Are we deluding ourselves to think that the coronavirus pandemic will become a time for us to truly come together as a nation? We've seen this before. We felt it in 1969 at Woodstock, the pop culture music event of the decade — if not for all time — when hundreds of thousands of us celebrated love, peace and happiness. And we felt it in 1985, when the country banded together and sang "We Are the World" to fight famine in Africa.
Those lyrics from 35 years ago resonate for our new moment of crisis: "There comes a time / when we heed a certain call, / when the world must come together as one. / There are people dying / oh, and it's time to lend a hand to life / — the greatest gift of all."
Were we as naive then as we are today? And if not how can today be different?
That first Saturday of this month was a beautiful day here in South Florida. Out on the golf course, I could see my doubts playing out before my eyes. My more progressive friends wearing their face masks were carefully practicing social distancing.
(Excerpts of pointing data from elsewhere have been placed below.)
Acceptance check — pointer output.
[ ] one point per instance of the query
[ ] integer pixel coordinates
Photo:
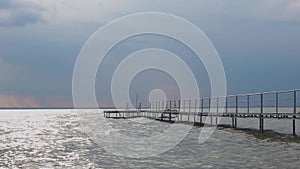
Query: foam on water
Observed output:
(55, 139)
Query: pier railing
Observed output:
(276, 105)
(285, 101)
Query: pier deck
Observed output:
(268, 105)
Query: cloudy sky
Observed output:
(257, 40)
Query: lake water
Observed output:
(55, 139)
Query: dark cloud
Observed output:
(20, 13)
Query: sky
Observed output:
(40, 40)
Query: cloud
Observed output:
(12, 101)
(20, 13)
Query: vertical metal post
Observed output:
(190, 102)
(202, 105)
(277, 104)
(248, 104)
(295, 111)
(179, 107)
(195, 106)
(236, 110)
(209, 101)
(217, 105)
(261, 119)
(159, 105)
(226, 104)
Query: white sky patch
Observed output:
(17, 101)
(8, 71)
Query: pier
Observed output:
(267, 105)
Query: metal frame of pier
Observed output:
(276, 104)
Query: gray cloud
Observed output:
(16, 13)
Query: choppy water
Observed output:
(55, 139)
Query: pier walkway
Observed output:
(267, 105)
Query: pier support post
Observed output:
(261, 119)
(295, 111)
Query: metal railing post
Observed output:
(261, 119)
(295, 111)
(248, 104)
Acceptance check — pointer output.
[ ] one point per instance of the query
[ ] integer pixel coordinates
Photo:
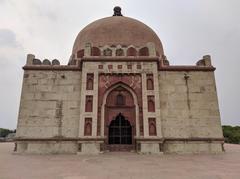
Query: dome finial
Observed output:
(117, 11)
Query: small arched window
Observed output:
(89, 104)
(131, 52)
(120, 100)
(150, 85)
(119, 52)
(95, 51)
(151, 104)
(89, 85)
(107, 52)
(152, 127)
(88, 127)
(80, 53)
(144, 51)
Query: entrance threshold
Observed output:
(120, 148)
But my more conservative friends acted as if life was totally normal, caring little about the risks of close contact, ignoring the guidelines and verbalizing their feeling that this is much ado about nothing.
And so while uplifted by the preaching of unity, of a day ahead in which we are together as one, reality tells me this is just half the story. It is not the story of mainstream America I see on TV, in the news or in my life. Nor is it what speaks to the complete truth of what is happening.
We speak of listening first, but are we really listening to what many Americans are saying and feeling? Are we just preaching to the choir to make ourselves feel better?
Last month the Times columnist Thomas L. Friedman lamented the country is "locked in a polarized, binary argument about lives versus livelihoods." We are debating the merits of healthy bodies and souls versus the health of our economy — when both are imperative. We are talking past each other or, even worse, we are not talking at all even as Covid-19 spreads among us.
If we can't come together during a pandemic what does that say about the society that we live in, about who we are as a people? If we can't "harmonize our need to protect ourselves from the coronavirus and our need to get back to work," as Friedman neatly summarized the challenge, how will we ever become the sharing, caring and pluralistic society so many friends and colleagues speak about as they labor to bridge our social and political differences?
I am deeply conflicted, as perhaps our country is.
On an emotional level I have been so moved to be part of all the recent Zoom calls, webinars and media events seeking to bring us together.
But I need — and our country needs — more. We need a realistic plan for turning these beautiful ideas into something more tangible. It needs to somehow get us beyond preaching to the choir about unity, something that simply does not resonate with 45 percent of our fellow citizens.
So often today we praise and give honor to the essential workers who have become heroes to us all. They are going about their lives without the luxury of thinking about a new normal or pontificating about a "great reset."
After walking down many roads these last 50 years, I am still asking "How many seas must the white dove sail before she sleeps in the sand?"
I so want to believe that "All You Need is Love," but I cannot help but wonder if we are just "Blowin' in the Wind." And if we are, may we find the answers there.